Wolves dealt ‘it doesn’t work that way’ verdict by former player
As much as Wolves have done fairly well to kick on despite selling the likes of Pedro Neto, Matheus Nunes, Ruben Neves and Maximilian Kilman in the past two years, letting Matheus Cunha and Rayan Ait-Nouri depart for the Manchester clubs in the summer was a step too far.
Gray thinks Wolves’ status as a selling club was always going to catch up with them eventually and that this campaign’s results so far are a direct result of the summer business – as well as the failure to properly replace the two star men who left.
In an exclusive interview with BirminghamWorld, Gray said: “There's a time where all these great players that Wolves have had over the last five, six, seven years... you can't keep selling your best players and replacing them and think that the roses are going to keep growing in the garden. It doesn't work that way.
“I think they've now found themselves in a position where the players coming to the club now are just nowhere near as good as the ones that have left. You know, you talk about Cunha and Ait-Nouri, two great players who left just in the summer and you replace them with, what do you call them, mediocre players, if you like. And it's not going to fit.
“Then the problem is managers who were coaching these players who were walking through the door, you try and get the best out of them and it's just impossible to do. They might be actually giving their best, but their best is just not good enough.”
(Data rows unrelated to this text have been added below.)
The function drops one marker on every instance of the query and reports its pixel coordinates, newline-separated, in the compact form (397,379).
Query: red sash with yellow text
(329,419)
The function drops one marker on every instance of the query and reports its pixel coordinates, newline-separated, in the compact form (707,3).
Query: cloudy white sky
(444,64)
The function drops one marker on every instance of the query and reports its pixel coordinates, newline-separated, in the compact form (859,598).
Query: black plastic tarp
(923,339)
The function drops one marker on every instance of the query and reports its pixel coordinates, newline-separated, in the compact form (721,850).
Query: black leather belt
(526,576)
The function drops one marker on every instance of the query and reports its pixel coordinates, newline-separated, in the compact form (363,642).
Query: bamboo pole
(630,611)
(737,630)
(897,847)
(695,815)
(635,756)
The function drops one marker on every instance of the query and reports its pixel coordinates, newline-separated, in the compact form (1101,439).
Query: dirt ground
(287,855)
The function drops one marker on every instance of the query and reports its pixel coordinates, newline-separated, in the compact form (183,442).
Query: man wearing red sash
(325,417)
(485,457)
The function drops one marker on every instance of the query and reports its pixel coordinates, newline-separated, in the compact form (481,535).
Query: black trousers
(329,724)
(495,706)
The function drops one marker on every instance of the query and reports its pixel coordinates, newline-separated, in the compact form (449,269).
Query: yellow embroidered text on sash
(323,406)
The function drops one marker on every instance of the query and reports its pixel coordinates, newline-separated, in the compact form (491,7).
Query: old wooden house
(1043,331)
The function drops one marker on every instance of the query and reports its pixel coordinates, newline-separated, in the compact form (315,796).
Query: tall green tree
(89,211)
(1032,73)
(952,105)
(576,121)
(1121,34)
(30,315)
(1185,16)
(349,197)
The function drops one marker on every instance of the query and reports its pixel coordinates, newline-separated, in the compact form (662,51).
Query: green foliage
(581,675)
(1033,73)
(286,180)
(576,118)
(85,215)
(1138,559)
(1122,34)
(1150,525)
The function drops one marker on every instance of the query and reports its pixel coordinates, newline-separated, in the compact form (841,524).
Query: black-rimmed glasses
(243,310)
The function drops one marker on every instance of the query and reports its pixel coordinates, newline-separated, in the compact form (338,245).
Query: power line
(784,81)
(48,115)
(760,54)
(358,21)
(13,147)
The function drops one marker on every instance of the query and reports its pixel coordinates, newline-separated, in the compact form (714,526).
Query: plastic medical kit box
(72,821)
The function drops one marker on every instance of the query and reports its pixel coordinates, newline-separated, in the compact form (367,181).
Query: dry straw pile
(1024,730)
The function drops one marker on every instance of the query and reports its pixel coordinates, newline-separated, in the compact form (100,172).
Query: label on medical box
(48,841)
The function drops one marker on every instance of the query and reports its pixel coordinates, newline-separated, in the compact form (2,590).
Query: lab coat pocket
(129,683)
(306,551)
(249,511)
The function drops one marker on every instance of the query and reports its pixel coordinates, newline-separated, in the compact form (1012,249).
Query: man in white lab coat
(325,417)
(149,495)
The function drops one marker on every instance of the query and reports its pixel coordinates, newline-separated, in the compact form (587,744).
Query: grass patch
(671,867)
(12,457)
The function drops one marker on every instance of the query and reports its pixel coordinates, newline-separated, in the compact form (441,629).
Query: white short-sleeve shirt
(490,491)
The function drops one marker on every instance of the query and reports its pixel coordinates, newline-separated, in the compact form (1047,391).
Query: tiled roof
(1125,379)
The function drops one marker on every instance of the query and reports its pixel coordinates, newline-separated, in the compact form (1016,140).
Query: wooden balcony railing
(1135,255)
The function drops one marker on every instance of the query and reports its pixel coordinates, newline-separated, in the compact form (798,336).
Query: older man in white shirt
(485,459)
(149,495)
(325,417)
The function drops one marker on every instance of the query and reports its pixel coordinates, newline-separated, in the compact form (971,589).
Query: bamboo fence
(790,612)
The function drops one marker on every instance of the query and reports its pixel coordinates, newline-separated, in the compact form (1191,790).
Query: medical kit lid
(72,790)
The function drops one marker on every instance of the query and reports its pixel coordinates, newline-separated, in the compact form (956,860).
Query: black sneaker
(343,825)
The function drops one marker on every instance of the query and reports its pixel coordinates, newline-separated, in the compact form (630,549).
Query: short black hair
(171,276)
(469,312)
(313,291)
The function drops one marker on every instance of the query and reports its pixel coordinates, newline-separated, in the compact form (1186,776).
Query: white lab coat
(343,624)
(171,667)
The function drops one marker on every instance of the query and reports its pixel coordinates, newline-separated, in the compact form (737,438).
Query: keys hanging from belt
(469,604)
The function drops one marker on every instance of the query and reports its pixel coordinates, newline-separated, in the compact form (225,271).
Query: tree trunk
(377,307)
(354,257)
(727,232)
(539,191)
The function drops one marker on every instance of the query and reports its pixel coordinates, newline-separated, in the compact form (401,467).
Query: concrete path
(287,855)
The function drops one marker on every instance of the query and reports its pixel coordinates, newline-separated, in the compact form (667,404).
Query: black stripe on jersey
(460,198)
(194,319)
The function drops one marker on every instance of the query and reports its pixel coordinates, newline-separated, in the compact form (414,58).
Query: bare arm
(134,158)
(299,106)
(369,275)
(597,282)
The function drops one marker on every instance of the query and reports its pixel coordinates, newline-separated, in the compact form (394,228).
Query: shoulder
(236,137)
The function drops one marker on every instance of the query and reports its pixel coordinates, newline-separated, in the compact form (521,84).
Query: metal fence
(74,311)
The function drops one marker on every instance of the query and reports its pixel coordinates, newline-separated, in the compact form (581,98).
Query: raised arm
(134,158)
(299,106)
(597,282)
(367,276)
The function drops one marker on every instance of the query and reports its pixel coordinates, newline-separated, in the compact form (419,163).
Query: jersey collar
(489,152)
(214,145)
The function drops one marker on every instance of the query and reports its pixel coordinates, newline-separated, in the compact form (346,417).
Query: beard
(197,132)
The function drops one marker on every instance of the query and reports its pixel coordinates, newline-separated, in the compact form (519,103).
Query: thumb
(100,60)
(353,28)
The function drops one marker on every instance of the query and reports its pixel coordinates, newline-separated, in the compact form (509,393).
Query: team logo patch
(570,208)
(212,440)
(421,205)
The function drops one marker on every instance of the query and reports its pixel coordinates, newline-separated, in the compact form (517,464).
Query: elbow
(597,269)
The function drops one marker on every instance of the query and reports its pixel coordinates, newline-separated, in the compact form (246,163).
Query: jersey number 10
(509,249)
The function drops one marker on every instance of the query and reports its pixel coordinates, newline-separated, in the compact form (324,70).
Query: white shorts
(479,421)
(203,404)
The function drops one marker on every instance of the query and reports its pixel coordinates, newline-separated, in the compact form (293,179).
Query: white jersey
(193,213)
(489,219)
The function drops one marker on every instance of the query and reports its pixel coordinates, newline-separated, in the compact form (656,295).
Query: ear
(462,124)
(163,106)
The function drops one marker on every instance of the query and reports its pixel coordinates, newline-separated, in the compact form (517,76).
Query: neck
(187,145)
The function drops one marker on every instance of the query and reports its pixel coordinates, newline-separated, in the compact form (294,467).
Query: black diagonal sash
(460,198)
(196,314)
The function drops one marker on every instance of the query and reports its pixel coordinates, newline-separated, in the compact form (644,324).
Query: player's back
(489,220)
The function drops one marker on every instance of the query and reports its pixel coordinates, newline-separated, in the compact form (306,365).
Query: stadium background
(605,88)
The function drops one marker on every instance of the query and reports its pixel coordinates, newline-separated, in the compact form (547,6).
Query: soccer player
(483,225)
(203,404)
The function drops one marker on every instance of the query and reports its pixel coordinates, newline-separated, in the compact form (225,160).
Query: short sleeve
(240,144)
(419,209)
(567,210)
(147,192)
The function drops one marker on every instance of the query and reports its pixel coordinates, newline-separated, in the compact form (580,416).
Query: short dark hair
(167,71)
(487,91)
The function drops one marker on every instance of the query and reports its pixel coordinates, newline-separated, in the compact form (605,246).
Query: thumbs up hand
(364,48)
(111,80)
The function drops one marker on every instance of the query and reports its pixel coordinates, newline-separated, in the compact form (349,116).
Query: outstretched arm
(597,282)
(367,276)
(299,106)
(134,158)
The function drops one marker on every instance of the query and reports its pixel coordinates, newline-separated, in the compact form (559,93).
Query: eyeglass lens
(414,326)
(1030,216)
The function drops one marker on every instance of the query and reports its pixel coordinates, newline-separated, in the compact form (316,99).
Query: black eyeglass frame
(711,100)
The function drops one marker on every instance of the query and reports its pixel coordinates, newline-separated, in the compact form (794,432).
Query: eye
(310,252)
Is there a way back for Wolves?
There’s still a long time way to go before the end of the season, even if it has already felt like an age for Wolves fans watching their struggling team. But with plenty of time remaining comes a snippet of hope that Wanderers can perform a miracle and escape the drop.
Make no mistake, it would take such a miracle for Wolves to stay in the top flight considering they are already 13 points adrift from 17th. But the Old Gold breaking their duck with a win – either an unlikely victory at Arsenal or in a more winnable clash against Brentford before Christmas – could provide a lift.
As much as survival is possible, Gray isn’t so optimistic. “I think deep down, Rob [Edwards] is probably thinking to himself now, look, we're that far away from even getting out of the bottom three that it’s going to be an uphill task throughout the whole of the season,” Gray added.
“But he's got to set targets for his team of not having the lowest points tally come the end of the season. I think it's Derby County at the minute. And it's one game at a time for Rob, and he'll know that. January's a big month for him, he's just got to try and freshen up that squad if he possibly can. Just get a point or a result from somewhere that just gives everybody that little bit of hope on and off the field, and you never know,” Gray concluded.